…and all I have to show for it is being unemployed.
I find myself in a lot of conversations about majors lately. There seem to be two very separate but equally adamant camps: those that believe your undergraduate major will determine the career trajectory and pay scale you will be on for the rest of your life and those who think a major is just a way of choosing friends while in college and has little effect on life thereafter.
I’m not exactly sure where I fall. I recently stumbled upon Newsweek’s report on the best majors for big paychecks and it’s hard to argue that certain majors give you an advantage in the job market, especially as the market continues to remain competitive. As I job hunt, I certainly can’t ignore the fact that if my undergraduate background had been focused on science, math, or computers, I would have more job options and find myself competing in a different salary bracket.
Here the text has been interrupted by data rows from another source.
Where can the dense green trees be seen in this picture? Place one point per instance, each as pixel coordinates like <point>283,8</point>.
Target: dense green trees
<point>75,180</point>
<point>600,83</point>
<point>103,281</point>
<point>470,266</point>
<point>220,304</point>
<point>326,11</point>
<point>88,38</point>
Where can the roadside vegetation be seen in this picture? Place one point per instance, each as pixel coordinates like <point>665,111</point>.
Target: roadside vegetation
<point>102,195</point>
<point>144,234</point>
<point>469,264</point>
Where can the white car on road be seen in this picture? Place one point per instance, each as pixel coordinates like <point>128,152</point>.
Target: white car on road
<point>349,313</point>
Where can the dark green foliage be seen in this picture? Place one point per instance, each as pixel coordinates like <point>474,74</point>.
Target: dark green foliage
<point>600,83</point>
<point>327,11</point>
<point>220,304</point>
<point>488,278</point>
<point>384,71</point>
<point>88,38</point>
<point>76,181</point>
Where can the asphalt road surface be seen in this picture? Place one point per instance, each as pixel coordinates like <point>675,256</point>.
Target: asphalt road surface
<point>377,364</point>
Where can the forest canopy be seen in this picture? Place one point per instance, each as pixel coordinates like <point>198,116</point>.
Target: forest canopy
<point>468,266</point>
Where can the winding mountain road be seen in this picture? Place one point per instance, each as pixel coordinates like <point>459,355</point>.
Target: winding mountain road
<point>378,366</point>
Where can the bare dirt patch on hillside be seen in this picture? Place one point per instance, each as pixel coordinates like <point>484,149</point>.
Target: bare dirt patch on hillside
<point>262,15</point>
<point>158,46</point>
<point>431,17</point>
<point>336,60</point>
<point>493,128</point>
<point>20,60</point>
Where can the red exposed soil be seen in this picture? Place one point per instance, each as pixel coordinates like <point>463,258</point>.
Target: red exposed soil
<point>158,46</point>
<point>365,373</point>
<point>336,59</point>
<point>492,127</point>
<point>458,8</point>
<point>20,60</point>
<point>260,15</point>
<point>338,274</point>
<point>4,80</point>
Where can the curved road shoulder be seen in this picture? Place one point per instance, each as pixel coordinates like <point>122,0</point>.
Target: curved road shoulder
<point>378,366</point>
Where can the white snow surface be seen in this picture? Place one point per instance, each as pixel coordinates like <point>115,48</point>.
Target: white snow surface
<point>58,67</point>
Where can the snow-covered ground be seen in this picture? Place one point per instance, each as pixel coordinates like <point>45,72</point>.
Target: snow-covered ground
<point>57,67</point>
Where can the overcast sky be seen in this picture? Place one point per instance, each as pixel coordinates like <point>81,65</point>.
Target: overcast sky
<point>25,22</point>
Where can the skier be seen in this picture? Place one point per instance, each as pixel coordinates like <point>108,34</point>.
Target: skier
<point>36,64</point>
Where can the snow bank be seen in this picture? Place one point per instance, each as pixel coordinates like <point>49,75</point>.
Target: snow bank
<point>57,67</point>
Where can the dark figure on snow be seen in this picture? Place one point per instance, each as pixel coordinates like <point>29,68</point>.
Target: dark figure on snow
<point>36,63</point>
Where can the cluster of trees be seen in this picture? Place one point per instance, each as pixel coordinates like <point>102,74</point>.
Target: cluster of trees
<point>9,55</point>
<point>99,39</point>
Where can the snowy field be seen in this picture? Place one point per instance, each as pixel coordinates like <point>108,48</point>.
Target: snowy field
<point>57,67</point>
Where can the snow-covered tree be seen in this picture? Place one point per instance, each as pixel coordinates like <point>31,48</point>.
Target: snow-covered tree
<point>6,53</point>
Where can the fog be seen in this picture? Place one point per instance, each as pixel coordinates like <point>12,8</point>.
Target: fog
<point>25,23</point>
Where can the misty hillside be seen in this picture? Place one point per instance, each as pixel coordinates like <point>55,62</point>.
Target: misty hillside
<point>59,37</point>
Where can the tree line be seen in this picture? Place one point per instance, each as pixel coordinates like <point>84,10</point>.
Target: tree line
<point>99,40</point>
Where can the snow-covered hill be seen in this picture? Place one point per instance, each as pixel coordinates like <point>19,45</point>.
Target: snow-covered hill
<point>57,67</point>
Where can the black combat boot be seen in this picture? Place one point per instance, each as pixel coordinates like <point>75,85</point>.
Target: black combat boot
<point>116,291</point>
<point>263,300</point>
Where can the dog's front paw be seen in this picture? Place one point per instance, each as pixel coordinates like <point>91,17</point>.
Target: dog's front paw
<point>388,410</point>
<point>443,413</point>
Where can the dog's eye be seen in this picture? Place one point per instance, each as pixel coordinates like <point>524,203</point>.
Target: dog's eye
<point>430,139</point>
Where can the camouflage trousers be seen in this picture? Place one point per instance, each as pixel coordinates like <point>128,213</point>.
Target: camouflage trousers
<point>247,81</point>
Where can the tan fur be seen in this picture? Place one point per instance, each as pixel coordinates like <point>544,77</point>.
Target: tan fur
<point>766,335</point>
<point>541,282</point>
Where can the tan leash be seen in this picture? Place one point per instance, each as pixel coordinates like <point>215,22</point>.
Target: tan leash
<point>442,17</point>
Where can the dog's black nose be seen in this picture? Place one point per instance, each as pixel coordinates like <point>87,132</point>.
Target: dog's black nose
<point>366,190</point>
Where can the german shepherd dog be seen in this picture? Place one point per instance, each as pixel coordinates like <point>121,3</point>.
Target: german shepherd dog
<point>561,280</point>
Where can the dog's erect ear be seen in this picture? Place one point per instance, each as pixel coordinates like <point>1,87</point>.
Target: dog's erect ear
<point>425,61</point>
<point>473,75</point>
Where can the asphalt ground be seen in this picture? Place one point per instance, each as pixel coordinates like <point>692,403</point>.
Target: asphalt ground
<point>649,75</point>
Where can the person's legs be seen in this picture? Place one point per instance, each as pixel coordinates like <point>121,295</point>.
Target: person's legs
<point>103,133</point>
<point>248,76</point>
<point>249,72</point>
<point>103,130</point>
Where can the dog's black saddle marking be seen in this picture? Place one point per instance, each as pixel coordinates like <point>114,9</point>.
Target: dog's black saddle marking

And, despite having several years of work experience since I graduated in 2007, I still get questions about what coursework I took in college.
On the other hand, I encounter countless examples of successful careers that have run contradictory to major. Whether it’s reading up on alumna success stories (like Candy Crowley, who took an English literature major and has become one of the key players at CNN) or enjoying the personal anecdotes of friends who took biology majors and became marketing professionals for a European art museum, it’s clear that a career can be whatever you make. Additionally, I hear complaints from just as many math and science majors as English and history majors about the difficulties finding stable, well-paying employment.
Still, it’s hard not to wish I had a back-up engineering degree to fall back on.